Front view with macro in the fuge
Picasa Web Albums - Rob Gillespie
 
Well, i told the DIY approach. I luckily have a closet next to my display, and i used 2 20gal slim line heavy duty trash cans(brand new). So in effect my fuge is tall and skinny, about 24 in water column! and it has a gravity fed over flow out (u-tube syphon style). Then into another chamber with the skimmer, its a square 5gal pal, to sepperate the return and allow some wash buy? I tried to make flow throgh the fuge as less turbulent as poss. When i look in there i have lots of critters on there, lots, some are pretty big!?

So when i set my next one up, if i put the fuge close to the ceiling and use it's own "return" pump then let it gravity pack to the display?
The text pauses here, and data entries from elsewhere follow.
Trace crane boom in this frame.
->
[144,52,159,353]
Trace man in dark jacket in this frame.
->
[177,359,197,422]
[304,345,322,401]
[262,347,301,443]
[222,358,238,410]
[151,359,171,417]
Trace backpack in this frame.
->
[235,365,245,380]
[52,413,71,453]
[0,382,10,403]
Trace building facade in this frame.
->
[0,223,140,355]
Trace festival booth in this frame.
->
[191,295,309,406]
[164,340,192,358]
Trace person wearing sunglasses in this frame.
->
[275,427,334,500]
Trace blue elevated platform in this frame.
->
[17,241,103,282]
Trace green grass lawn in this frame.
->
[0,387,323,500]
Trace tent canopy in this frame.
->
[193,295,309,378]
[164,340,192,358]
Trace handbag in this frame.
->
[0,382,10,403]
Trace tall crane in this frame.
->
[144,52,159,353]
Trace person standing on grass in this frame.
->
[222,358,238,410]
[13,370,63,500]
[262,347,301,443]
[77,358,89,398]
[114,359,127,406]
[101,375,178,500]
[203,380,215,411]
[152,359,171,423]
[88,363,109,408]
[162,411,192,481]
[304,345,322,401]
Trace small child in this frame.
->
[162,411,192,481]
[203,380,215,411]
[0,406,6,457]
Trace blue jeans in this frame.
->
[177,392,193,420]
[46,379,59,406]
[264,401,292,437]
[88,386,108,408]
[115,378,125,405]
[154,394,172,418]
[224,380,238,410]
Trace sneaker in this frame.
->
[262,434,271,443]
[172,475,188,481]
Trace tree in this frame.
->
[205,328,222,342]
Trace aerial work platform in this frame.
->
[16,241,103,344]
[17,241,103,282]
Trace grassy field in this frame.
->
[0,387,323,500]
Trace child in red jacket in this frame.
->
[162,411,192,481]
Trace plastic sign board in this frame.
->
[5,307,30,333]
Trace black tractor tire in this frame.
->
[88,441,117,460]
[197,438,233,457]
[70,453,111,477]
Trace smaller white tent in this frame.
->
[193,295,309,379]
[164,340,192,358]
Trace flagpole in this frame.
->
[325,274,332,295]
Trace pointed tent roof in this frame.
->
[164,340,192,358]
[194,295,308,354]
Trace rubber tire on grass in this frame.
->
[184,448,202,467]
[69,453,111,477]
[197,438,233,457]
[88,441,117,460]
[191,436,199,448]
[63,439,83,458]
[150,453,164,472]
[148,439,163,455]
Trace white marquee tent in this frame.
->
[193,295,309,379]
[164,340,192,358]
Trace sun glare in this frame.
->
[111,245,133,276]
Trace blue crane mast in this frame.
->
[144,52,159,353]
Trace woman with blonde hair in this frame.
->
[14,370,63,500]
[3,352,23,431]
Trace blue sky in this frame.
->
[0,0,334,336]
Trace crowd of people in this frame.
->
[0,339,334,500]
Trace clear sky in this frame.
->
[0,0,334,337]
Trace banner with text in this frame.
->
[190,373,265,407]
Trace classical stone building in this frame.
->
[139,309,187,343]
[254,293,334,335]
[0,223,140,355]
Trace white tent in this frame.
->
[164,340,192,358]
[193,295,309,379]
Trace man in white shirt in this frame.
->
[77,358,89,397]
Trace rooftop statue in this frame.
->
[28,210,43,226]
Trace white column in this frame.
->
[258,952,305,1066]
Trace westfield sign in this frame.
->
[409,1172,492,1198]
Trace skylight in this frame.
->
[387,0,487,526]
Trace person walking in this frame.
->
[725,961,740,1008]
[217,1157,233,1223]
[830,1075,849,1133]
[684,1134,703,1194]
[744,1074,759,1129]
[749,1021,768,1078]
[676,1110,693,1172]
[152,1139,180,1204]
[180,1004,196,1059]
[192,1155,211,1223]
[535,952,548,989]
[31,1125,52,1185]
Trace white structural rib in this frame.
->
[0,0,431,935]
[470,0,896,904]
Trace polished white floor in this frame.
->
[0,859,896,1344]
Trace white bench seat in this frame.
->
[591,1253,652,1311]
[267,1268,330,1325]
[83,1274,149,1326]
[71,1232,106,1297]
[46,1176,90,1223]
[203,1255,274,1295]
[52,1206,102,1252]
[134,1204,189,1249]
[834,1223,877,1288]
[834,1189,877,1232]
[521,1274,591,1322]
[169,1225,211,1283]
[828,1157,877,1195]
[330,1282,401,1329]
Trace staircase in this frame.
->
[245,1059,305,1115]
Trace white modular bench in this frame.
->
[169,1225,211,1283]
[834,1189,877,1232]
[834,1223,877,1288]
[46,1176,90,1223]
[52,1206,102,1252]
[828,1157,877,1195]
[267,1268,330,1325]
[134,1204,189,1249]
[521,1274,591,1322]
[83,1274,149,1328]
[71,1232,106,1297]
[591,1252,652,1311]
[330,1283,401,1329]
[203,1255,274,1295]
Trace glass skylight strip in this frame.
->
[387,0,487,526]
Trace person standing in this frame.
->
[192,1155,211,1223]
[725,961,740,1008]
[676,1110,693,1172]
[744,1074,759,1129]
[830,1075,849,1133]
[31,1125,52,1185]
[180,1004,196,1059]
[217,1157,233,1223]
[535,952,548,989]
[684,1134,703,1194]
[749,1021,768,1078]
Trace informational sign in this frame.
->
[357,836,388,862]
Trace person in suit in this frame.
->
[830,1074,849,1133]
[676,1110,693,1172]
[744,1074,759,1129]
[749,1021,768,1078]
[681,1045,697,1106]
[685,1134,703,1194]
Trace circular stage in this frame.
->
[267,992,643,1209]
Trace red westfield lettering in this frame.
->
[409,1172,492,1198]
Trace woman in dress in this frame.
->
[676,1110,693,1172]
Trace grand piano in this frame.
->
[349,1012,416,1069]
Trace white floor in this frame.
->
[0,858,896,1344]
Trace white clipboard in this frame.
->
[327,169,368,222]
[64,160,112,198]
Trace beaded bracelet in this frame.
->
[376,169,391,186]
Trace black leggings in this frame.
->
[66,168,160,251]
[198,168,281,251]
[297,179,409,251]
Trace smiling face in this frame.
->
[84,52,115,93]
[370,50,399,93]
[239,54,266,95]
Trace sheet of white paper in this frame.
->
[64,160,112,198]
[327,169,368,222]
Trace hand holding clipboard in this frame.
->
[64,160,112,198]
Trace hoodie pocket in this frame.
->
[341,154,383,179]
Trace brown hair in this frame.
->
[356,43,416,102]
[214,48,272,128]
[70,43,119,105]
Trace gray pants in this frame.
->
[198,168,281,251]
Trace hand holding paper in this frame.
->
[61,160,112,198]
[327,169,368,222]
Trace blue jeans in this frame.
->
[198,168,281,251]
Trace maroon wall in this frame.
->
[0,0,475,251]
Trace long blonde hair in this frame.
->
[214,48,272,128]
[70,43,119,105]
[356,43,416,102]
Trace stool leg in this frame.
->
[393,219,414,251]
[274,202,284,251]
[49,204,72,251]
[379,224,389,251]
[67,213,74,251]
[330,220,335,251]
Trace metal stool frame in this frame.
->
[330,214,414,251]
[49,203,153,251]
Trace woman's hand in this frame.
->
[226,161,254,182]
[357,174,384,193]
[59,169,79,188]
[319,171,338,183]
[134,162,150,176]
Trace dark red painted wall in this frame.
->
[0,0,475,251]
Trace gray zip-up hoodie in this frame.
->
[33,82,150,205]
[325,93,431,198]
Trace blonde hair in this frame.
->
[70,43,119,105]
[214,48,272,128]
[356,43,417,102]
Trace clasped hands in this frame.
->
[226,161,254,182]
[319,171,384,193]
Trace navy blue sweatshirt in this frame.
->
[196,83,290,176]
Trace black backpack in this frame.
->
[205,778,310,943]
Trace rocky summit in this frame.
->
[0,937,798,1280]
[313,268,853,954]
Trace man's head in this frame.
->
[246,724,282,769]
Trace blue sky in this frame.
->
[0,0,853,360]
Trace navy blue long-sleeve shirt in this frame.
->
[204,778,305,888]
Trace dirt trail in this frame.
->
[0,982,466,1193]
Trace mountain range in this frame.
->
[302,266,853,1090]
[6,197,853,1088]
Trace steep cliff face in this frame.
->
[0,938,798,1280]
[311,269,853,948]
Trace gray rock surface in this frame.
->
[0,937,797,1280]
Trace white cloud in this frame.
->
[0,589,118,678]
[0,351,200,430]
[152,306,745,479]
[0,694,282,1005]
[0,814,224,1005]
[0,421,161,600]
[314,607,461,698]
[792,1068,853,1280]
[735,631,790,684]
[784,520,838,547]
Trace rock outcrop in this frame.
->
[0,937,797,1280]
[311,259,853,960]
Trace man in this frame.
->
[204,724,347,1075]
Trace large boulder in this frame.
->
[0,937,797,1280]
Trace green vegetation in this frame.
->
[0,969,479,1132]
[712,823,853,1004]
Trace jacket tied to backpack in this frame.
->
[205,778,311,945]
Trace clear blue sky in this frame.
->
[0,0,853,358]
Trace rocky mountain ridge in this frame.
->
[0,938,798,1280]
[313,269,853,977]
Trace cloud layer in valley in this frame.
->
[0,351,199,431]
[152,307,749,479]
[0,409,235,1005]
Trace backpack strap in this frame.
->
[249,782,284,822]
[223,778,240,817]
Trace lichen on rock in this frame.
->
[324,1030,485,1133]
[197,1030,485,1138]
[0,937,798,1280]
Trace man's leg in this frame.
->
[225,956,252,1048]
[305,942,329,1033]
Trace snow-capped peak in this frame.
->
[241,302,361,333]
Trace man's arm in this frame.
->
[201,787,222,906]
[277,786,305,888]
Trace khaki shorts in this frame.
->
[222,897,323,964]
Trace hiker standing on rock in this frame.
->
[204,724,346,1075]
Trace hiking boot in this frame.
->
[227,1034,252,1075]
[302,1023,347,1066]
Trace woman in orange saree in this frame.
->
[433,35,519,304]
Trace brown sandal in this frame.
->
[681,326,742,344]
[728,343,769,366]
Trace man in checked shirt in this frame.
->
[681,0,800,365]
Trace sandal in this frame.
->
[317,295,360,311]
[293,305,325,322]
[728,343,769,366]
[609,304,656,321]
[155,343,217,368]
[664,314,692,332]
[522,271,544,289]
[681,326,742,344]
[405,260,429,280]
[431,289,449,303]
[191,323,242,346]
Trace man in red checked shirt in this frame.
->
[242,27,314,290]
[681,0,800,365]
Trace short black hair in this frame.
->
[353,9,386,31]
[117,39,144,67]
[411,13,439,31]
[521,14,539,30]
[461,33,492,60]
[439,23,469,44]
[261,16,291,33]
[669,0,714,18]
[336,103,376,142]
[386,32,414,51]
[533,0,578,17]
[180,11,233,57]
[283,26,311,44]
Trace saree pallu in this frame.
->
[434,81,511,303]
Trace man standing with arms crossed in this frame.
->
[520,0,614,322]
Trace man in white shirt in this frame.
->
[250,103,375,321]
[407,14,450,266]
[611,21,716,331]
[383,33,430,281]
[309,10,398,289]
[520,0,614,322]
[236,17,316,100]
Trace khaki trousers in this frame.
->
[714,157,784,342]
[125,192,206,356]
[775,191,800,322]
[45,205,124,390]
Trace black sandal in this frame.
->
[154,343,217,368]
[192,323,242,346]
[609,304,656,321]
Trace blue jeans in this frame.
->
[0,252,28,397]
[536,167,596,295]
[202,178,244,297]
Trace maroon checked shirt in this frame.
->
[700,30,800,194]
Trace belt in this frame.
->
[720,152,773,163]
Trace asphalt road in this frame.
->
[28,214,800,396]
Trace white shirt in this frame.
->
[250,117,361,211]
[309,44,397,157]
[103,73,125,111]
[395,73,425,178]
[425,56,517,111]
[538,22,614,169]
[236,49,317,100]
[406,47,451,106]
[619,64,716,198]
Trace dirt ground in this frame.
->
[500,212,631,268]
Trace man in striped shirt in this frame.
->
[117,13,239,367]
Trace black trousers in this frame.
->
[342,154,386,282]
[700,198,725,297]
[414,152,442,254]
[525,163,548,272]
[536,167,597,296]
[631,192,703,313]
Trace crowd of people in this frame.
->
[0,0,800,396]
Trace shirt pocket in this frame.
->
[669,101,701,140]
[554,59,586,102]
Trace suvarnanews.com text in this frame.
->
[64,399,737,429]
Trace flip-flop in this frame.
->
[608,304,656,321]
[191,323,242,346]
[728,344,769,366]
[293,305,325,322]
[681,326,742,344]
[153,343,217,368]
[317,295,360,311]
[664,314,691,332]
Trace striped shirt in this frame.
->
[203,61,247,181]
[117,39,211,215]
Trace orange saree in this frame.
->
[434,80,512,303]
Better? Cause i am building a sepperate room for my addiction! LOL
 
i don't like the idea of craming every thing into one small"tank". I'd rather use sepperate tanks and over flow them to gether. Flow through my fuge is pretty calm considering it get all flow from display, i think it's height has alot to do with it. I will work on a pic
 
Sounds good. If you can avoid cramming things into one tank, all the better. If the fuge flow went straight to the display, that is ideal I think (although not what I have done.)

I bet my return pump kills a good chunk of the pods that come through the fuge. Also the pods probably don't like being protein skimmed. Sounds like you have the right idea down.